Lunares, el niño quieto que viajaba sin saberlo - Cuentos para una noche de Observación pública

 


Había una vez un niño llamado Lunares que amaba estar quieto.

 Le gustaba sentarse en su alfombra de estrellas, mirar el techo y no moverse ni un poquito.

—¡Así no me mareo! —decía mientras su gato, Cúmulo, le ronroneaba los pies.

Un día, su abuela le dijo algo muy raro:

—Lunares, aunque estés quieto, estás viajando por el espacio a toda velocidad.

El niño arqueó una ceja.

 —¿Cómo voy a estar viajando si no me he levantado ni para ir al baño?

La abuela soltó una risa de esas que hacen temblar los lunares.

—¡Ah, pequeño explorador! Escucha bien…

Y entonces, con voz de cuento y manos que dibujaban círculos en el aire, le explicó:

—Ahora mismo, la Tierra gira como una peonza. Tú estás dando vueltas a más de mil kilómetros por hora, solo por estar sentado.

—¿¡Mil!? —dijo Lunares— ¡Pero si no siento nada! 

—¡Porque todo gira contigo! —dijo la abuela guiñando un ojo— Pero eso no es todo. Además de girar, la Tierra está dando una vuelta al Sol.
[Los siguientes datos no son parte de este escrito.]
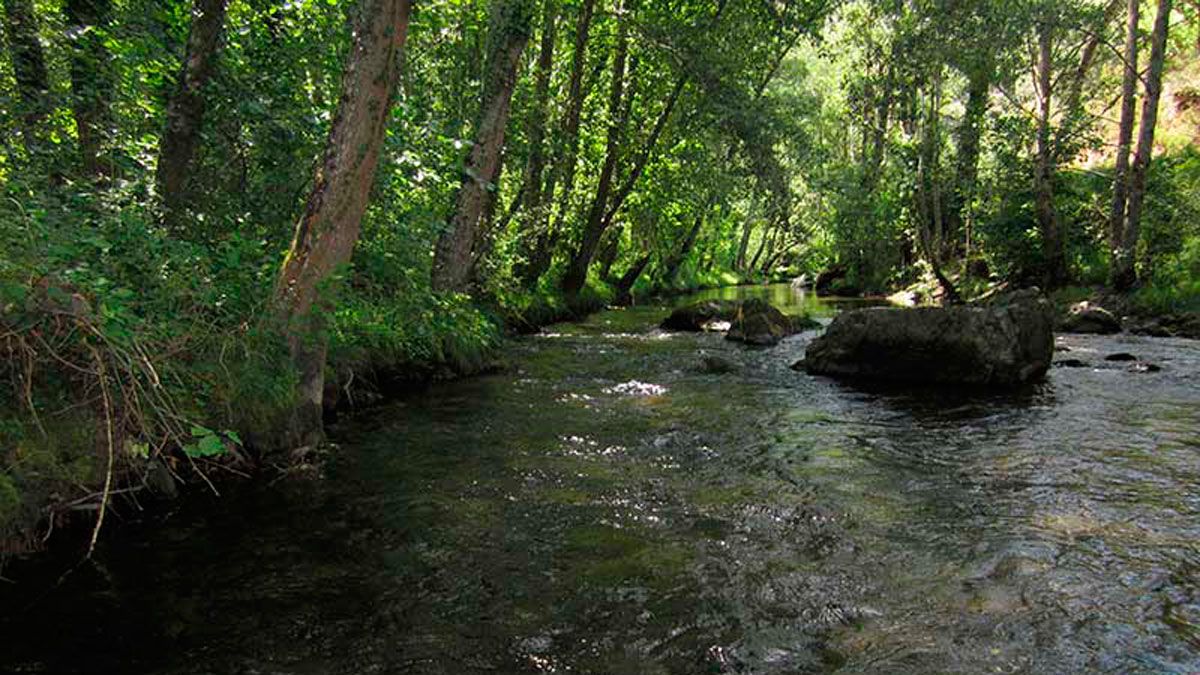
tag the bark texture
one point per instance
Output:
(28, 64)
(1125, 275)
(185, 111)
(577, 272)
(1054, 256)
(90, 83)
(456, 250)
(541, 254)
(330, 225)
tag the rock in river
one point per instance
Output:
(701, 316)
(1007, 342)
(1086, 317)
(757, 322)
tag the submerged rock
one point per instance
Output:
(1086, 317)
(1007, 342)
(1121, 357)
(715, 364)
(757, 322)
(701, 316)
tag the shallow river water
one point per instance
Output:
(609, 505)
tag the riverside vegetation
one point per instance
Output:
(223, 219)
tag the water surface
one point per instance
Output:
(610, 506)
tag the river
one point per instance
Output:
(610, 505)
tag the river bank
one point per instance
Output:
(610, 505)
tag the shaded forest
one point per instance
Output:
(225, 220)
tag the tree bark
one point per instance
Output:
(625, 285)
(456, 249)
(330, 225)
(28, 65)
(90, 83)
(534, 196)
(739, 262)
(185, 111)
(671, 267)
(1126, 275)
(1054, 256)
(967, 162)
(577, 270)
(1125, 138)
(541, 255)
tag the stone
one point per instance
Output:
(1086, 317)
(1121, 357)
(759, 322)
(715, 364)
(701, 316)
(1007, 342)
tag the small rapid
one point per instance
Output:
(610, 503)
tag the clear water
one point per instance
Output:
(609, 506)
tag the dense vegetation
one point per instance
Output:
(220, 217)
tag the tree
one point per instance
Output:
(28, 64)
(456, 249)
(1125, 274)
(90, 83)
(563, 174)
(1125, 135)
(331, 221)
(593, 227)
(185, 111)
(1054, 254)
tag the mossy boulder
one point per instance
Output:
(1005, 344)
(706, 315)
(1086, 317)
(759, 322)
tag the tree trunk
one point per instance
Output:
(456, 252)
(1055, 258)
(966, 172)
(739, 262)
(90, 84)
(625, 286)
(330, 225)
(1125, 139)
(609, 251)
(28, 65)
(545, 239)
(1126, 274)
(577, 272)
(537, 125)
(185, 111)
(671, 268)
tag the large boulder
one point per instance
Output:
(1086, 317)
(702, 316)
(757, 322)
(1007, 342)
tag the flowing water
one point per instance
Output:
(612, 505)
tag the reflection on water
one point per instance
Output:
(613, 506)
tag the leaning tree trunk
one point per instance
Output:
(28, 65)
(1055, 258)
(593, 227)
(90, 83)
(966, 172)
(185, 111)
(456, 251)
(1125, 138)
(534, 196)
(671, 267)
(330, 225)
(1126, 274)
(541, 254)
(627, 281)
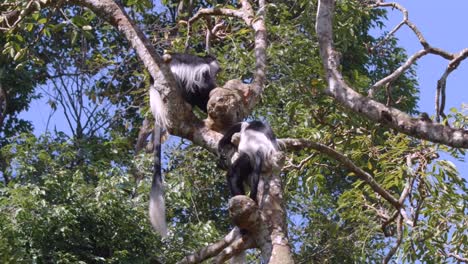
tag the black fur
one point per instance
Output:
(195, 94)
(249, 165)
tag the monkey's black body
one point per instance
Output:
(257, 144)
(196, 90)
(196, 77)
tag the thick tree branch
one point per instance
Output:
(298, 144)
(182, 120)
(232, 243)
(345, 95)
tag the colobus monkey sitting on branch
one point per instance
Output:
(257, 151)
(195, 77)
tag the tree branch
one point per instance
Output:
(390, 117)
(298, 144)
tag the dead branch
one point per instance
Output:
(297, 144)
(373, 110)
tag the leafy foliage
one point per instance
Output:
(81, 196)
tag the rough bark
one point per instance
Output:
(373, 110)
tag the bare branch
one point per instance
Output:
(213, 249)
(363, 175)
(373, 110)
(393, 250)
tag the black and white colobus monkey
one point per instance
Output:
(195, 77)
(257, 149)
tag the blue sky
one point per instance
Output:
(443, 24)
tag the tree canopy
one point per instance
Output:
(365, 176)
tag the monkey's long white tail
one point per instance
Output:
(157, 108)
(157, 208)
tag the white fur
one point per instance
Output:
(239, 258)
(189, 75)
(252, 141)
(157, 108)
(157, 211)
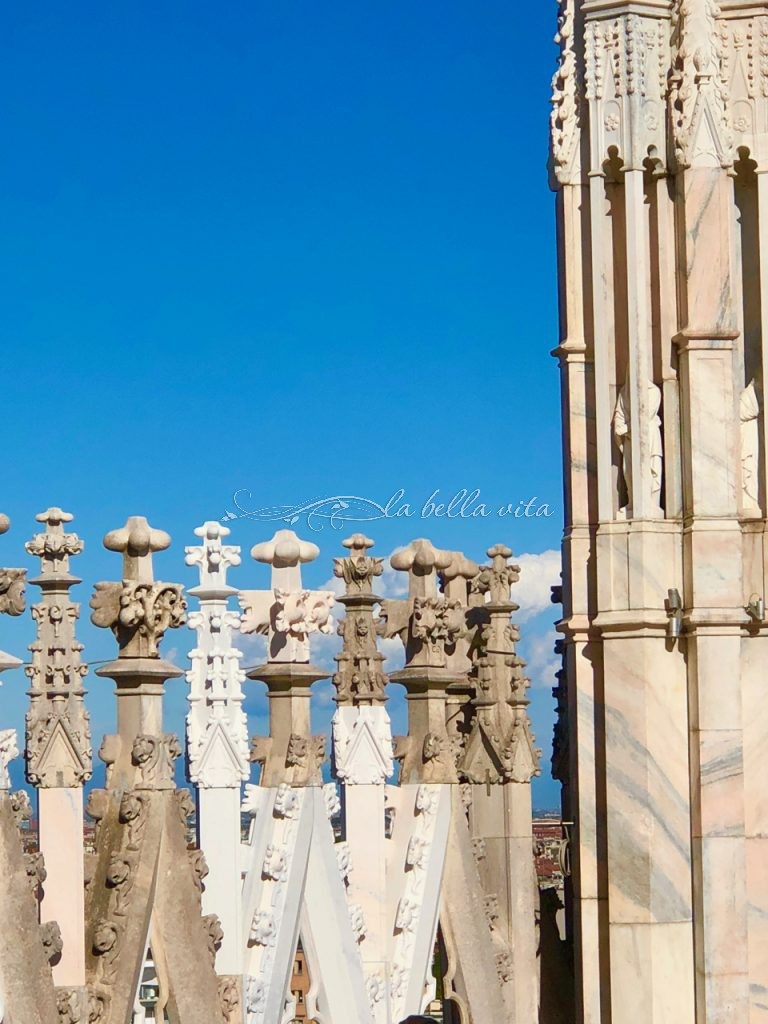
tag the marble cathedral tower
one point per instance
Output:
(659, 154)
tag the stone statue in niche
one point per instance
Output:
(654, 449)
(750, 407)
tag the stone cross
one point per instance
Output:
(456, 584)
(501, 744)
(429, 626)
(58, 751)
(11, 596)
(217, 735)
(359, 679)
(288, 614)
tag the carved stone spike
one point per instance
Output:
(199, 866)
(216, 724)
(8, 751)
(36, 873)
(359, 679)
(20, 807)
(229, 999)
(214, 934)
(69, 1006)
(154, 757)
(58, 749)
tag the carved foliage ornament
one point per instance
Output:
(138, 613)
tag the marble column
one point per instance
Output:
(217, 736)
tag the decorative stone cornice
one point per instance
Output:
(58, 750)
(566, 100)
(138, 609)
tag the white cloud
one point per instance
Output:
(531, 592)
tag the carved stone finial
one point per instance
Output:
(53, 547)
(216, 724)
(138, 610)
(136, 541)
(427, 624)
(58, 751)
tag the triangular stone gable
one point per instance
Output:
(145, 890)
(219, 762)
(60, 753)
(481, 761)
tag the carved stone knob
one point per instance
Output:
(136, 542)
(499, 551)
(54, 516)
(460, 566)
(285, 550)
(357, 543)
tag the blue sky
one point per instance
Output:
(305, 250)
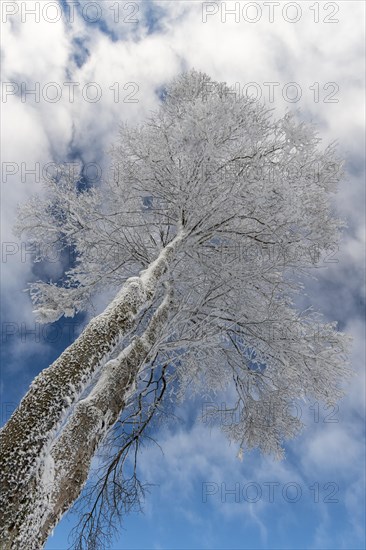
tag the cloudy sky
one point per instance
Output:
(71, 71)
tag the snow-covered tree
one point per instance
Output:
(214, 213)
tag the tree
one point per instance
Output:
(214, 214)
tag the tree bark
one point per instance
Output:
(27, 437)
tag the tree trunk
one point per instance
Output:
(27, 437)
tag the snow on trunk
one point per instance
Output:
(71, 455)
(32, 428)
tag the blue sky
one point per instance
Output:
(117, 59)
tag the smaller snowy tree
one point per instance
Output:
(214, 214)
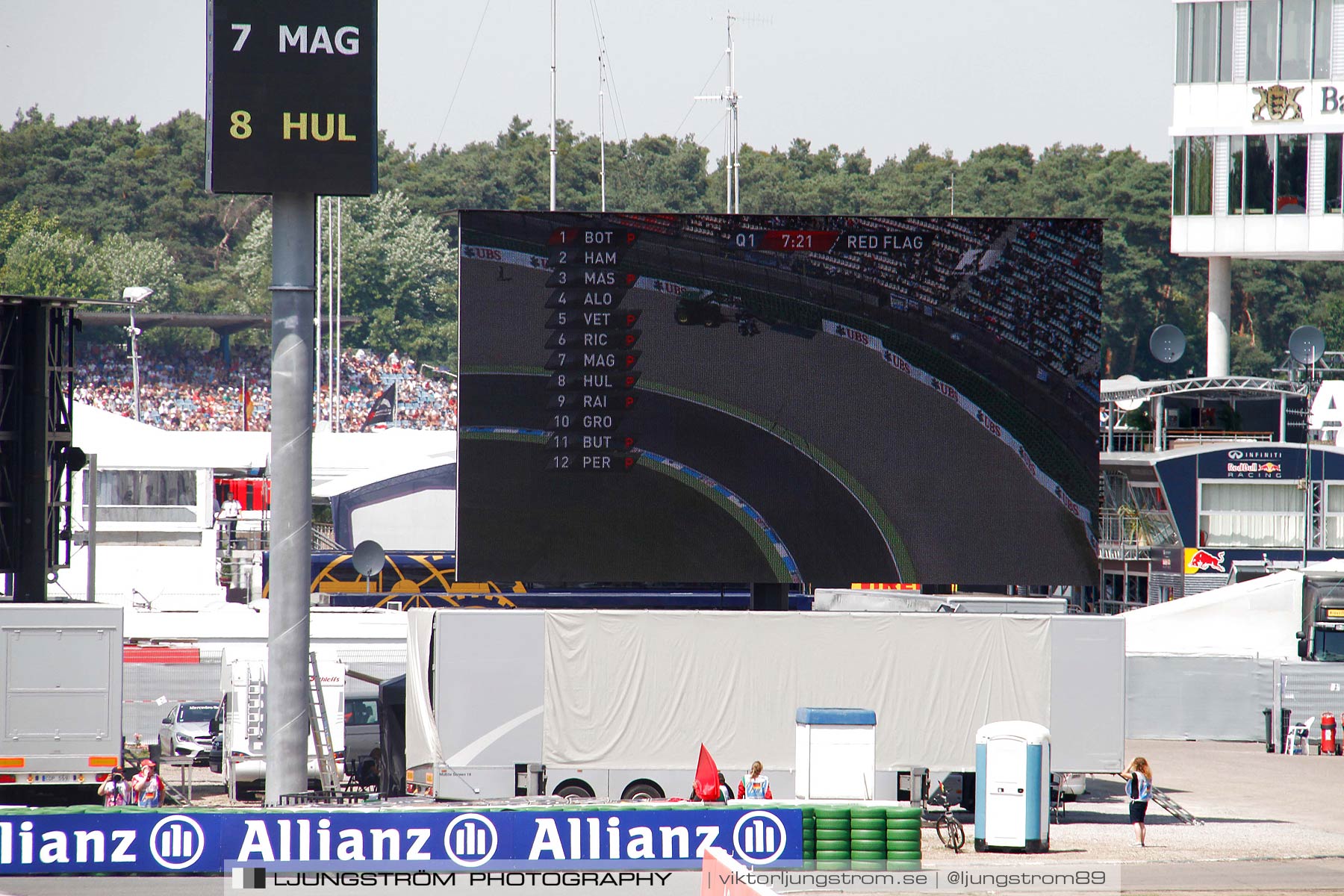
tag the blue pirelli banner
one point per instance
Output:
(519, 840)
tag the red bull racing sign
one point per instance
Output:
(1250, 464)
(1202, 561)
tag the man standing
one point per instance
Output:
(228, 516)
(148, 786)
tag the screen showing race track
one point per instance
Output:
(823, 401)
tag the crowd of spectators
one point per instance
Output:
(198, 390)
(1027, 282)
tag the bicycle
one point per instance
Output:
(951, 830)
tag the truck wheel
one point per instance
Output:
(643, 790)
(574, 788)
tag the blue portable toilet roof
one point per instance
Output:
(835, 716)
(1027, 731)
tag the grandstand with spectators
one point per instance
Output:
(187, 388)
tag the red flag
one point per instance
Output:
(707, 778)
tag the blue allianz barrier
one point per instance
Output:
(361, 840)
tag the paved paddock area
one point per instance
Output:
(1272, 825)
(1254, 805)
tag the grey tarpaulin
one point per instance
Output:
(644, 689)
(1198, 697)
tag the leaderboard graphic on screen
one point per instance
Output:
(794, 399)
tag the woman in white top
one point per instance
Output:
(1139, 788)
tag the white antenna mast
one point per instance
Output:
(601, 117)
(553, 105)
(730, 137)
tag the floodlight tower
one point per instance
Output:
(134, 296)
(730, 137)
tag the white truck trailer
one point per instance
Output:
(60, 677)
(616, 703)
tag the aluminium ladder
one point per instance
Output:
(320, 727)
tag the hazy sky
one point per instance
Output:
(880, 75)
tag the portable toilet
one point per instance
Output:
(836, 754)
(1012, 788)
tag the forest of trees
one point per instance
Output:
(99, 205)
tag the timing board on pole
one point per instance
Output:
(290, 100)
(290, 111)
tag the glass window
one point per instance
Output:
(1334, 188)
(146, 488)
(1179, 178)
(1206, 43)
(1296, 42)
(1236, 168)
(1292, 175)
(1263, 40)
(1201, 175)
(1225, 43)
(1250, 514)
(1322, 65)
(1335, 516)
(1260, 176)
(1184, 13)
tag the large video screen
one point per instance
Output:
(779, 399)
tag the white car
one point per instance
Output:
(1071, 785)
(186, 731)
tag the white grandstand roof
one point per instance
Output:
(121, 442)
(1257, 618)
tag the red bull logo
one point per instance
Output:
(1201, 561)
(1251, 467)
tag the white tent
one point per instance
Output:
(1257, 618)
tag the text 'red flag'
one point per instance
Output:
(707, 778)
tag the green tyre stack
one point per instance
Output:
(833, 839)
(868, 837)
(809, 839)
(902, 837)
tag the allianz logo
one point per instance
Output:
(759, 837)
(175, 842)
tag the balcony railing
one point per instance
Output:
(1142, 441)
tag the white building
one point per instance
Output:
(1258, 129)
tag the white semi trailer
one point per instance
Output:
(616, 703)
(60, 682)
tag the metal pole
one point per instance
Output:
(553, 105)
(92, 521)
(331, 319)
(727, 131)
(737, 143)
(1307, 492)
(601, 120)
(317, 327)
(293, 253)
(34, 337)
(339, 414)
(134, 361)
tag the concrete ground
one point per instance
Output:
(1254, 805)
(1272, 825)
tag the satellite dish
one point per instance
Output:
(1307, 344)
(1128, 382)
(369, 559)
(1167, 344)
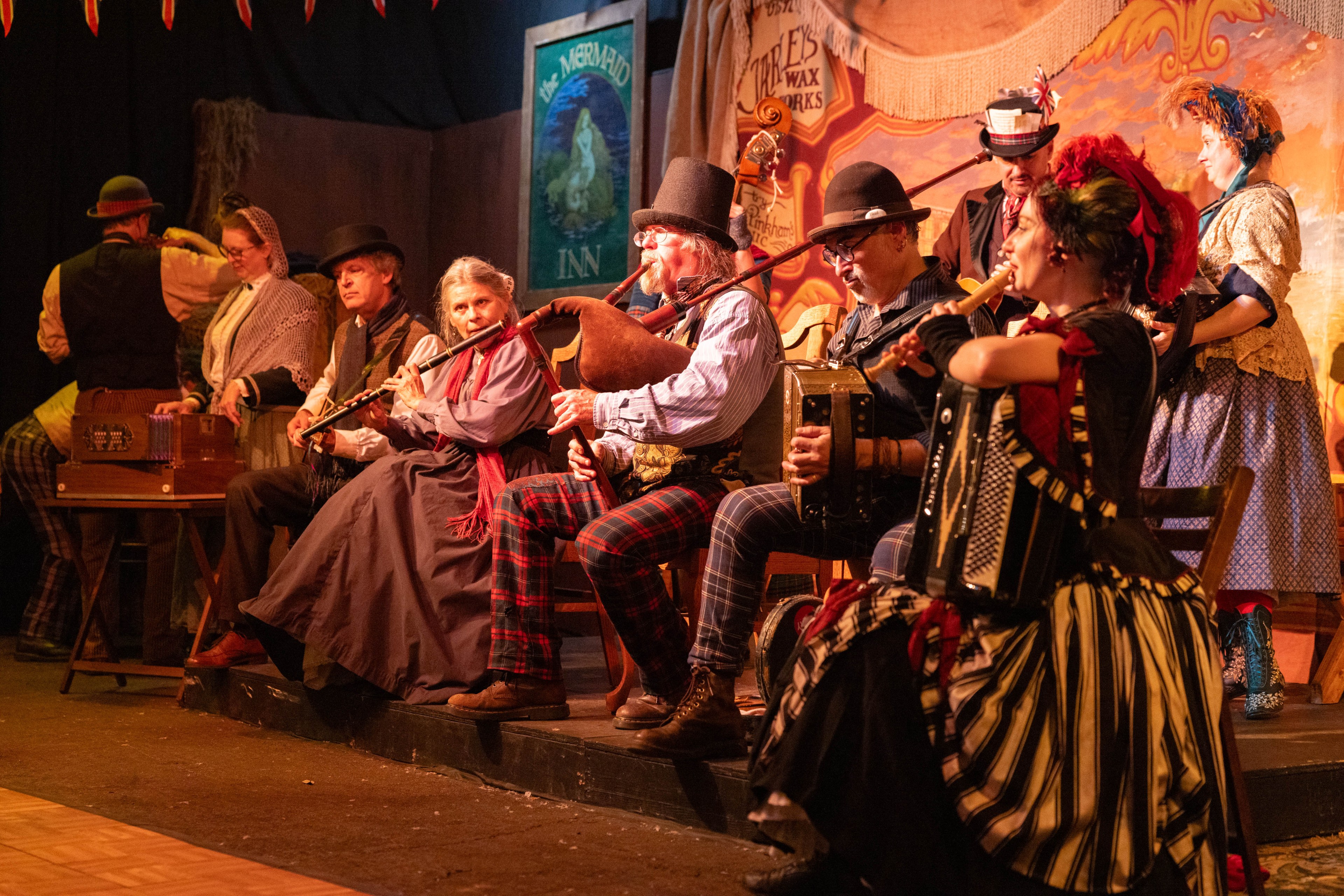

Un viaje que tarda un año. ¿Sabes a qué velocidad? ¡A más de cien mil kilómetros por hora!

Lunares abrió los ojos como lunas llenas.

—¿Y hay más? —preguntó con voz temblorosa.

—Mucho más. El Sol también viaja, llevando de la mano a todos los planetas. Vamos girando por la galaxia como en una gran rueda de estrellas. Y la galaxia entera… ¡también se mueve!

Lunares se quedó callado.

 Su mundo quieto se había vuelto un torbellino invisible.


—Entonces… ¿siempre estoy viajando? —preguntó.

—Sí —dijo la abuela—. Aunque estés en silencio, en tu alfombra, sin mover un dedo... eres un pasajero de la Tierra, la nave más maravillosa del universo.

Lunares miró por la ventana.

 Las estrellas brillaban como faros lejanos.

Y por primera vez, sin moverse ni un milímetro, se sintió un poco astronauta.